The other important aspect of the matter is the reluctance of the defendant nos.1 and 2 to appear and depose in this proceeding. In Vidhyadhar Vs. Manikarao & Anr. reported in 1999 (3) SCC 573 and in Man Kaur (Dead) by LRS Vs. Hartar Singh Sangha reported in 2010 (10) SCC 512, the Hon'ble Supreme Court has that where a party to the suit does not appear in the witness box and states his own case on oath and does not offer himself to be cross-examined by the other side, a presumption would arise that the case set up by him is not correct. The whole question about the creation of mortgage and repayment of the loan would depend upon the pleadings of the parties, the nature of the suit, the evidence led by the parties and other attending circumstances. It cannot be doubted that the defendant nos. 1 and 2 have direct knowledge about the transactions and this Court feels that the defendants have deliberately avoided to come to the witness box since they might have to face uncomfortable questions. Instead they have sent a person whose evidence is full of inconsistencies and does not appear to be credible.
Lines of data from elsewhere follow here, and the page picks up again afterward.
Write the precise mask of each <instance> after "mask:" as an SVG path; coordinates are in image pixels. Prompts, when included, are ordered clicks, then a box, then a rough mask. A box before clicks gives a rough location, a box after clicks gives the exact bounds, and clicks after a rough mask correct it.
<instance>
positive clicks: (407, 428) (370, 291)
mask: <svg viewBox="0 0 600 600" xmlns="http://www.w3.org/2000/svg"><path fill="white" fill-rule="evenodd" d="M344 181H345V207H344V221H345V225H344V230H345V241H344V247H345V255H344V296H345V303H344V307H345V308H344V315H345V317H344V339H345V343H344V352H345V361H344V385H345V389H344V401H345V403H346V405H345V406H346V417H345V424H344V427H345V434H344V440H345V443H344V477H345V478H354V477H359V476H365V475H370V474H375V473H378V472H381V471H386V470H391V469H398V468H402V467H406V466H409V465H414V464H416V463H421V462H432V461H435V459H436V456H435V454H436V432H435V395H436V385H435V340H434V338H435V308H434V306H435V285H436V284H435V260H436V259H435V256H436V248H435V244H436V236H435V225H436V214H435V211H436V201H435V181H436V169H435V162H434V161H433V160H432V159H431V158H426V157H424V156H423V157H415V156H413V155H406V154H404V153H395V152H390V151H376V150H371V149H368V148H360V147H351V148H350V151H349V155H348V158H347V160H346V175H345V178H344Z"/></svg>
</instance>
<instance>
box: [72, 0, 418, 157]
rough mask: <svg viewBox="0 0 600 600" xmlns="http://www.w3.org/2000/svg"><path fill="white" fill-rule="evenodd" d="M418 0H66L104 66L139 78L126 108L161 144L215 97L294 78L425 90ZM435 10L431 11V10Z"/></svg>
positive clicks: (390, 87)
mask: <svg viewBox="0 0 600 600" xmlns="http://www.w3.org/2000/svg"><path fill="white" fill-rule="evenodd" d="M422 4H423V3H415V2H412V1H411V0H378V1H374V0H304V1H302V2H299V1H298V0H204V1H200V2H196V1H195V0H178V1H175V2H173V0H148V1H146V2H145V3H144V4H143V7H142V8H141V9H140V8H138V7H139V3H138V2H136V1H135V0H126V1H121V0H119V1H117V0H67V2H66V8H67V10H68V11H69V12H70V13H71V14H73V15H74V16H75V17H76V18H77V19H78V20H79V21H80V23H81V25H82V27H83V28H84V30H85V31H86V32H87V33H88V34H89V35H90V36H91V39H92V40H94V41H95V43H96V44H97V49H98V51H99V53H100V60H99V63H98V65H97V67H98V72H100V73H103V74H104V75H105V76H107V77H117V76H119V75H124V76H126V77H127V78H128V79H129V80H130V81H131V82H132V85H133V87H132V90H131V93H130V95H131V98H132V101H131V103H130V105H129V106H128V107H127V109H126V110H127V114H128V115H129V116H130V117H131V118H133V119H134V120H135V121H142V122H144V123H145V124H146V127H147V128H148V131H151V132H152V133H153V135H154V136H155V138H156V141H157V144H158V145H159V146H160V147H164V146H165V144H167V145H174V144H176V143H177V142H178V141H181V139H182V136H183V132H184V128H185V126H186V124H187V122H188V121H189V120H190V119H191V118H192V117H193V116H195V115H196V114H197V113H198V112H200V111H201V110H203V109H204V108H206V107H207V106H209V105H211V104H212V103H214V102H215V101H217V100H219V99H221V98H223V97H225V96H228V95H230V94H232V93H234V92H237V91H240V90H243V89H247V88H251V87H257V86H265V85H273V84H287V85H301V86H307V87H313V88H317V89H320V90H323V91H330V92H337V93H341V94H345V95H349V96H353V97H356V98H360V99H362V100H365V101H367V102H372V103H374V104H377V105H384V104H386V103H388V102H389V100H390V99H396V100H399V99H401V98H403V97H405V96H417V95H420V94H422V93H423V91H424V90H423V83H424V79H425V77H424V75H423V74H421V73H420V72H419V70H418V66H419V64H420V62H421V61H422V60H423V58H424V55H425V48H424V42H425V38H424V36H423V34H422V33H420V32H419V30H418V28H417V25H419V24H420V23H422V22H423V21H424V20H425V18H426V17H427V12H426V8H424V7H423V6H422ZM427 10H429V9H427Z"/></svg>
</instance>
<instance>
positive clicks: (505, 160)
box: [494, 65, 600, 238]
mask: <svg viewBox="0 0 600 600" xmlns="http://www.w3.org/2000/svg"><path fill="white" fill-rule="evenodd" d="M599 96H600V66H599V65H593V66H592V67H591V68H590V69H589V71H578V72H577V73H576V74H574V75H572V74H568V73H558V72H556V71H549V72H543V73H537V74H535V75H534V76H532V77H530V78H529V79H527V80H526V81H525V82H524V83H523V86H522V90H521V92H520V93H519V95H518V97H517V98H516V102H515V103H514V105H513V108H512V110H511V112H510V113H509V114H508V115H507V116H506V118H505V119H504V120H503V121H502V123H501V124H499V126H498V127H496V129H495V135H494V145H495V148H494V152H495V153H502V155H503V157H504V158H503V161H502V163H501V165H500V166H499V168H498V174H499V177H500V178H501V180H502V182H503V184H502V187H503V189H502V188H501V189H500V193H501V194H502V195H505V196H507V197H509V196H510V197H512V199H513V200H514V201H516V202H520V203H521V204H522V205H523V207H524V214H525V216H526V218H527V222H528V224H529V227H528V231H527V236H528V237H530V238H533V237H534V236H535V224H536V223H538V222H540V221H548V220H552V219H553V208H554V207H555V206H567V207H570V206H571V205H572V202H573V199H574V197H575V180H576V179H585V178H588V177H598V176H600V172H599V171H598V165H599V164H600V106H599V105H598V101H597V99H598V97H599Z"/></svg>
Even if the plaintiff had not taken any steps for realisation of its debt between 2001 and 2008, the fact remains that the defendant has made payment of Rs. 2 Lacs in 2006, towards part payment of his liability. Although, the Court is not satisfied with the explanation offered on behalf of the plaintiff for not taking any steps between 2001 and 2006, but that by itself could not be a ground for not allowing the claim of the plaintiff. The plaintiff may not get the interest as claimed in the plaint for such conduct.

In 2001, according to the own showing of the plaintiff a sum of Rs.7 Lacs is due and payable. The plaintiff claims that sum is due on account of principal. However, in absence of any disclosure of any documents to show that the said Rs.7 Lacs constitutes only principal and not interest, this Court on preponderance of probabilities and lack of evidence in that regard is inclined to give benefit to the defendants and accordingly hold that a sum of Rs.7 Lacs is due and payable under the loan transaction as on 1st April 2001. Thereafter, no payment has been made by the defendants until November, 2006. Accordingly, the plaintiff would be entitled to interest on Rs.7 Lacs, on and from 1st April 2001 till October, 2006 and thereafter, on the remaining balance till repayment. The rate of interest as claimed in the plaint appears to be exaggerated, unconscionable, inequitable and penal in nature. In view of the aforesaid this Court is not inclined to give interest at the rate claimed in the plaint. However the plaintiff shall be entitled to interest on the sum of Rs.7 Lacs on and from 1st April, 2001, till October, 2006 at the rate of 12% per annum (simple) and thereafter, on the remaining balance at the rate of 10% per annum (simple) on and from December, 2006 till repayment. Considering the nature of the transaction this Court feels that the rate of interest awarded in favour of the plaintiff is just, proper and equitable.

The suit is decreed accordingly.

The department is directed to draw the decree as expeditiously as possible.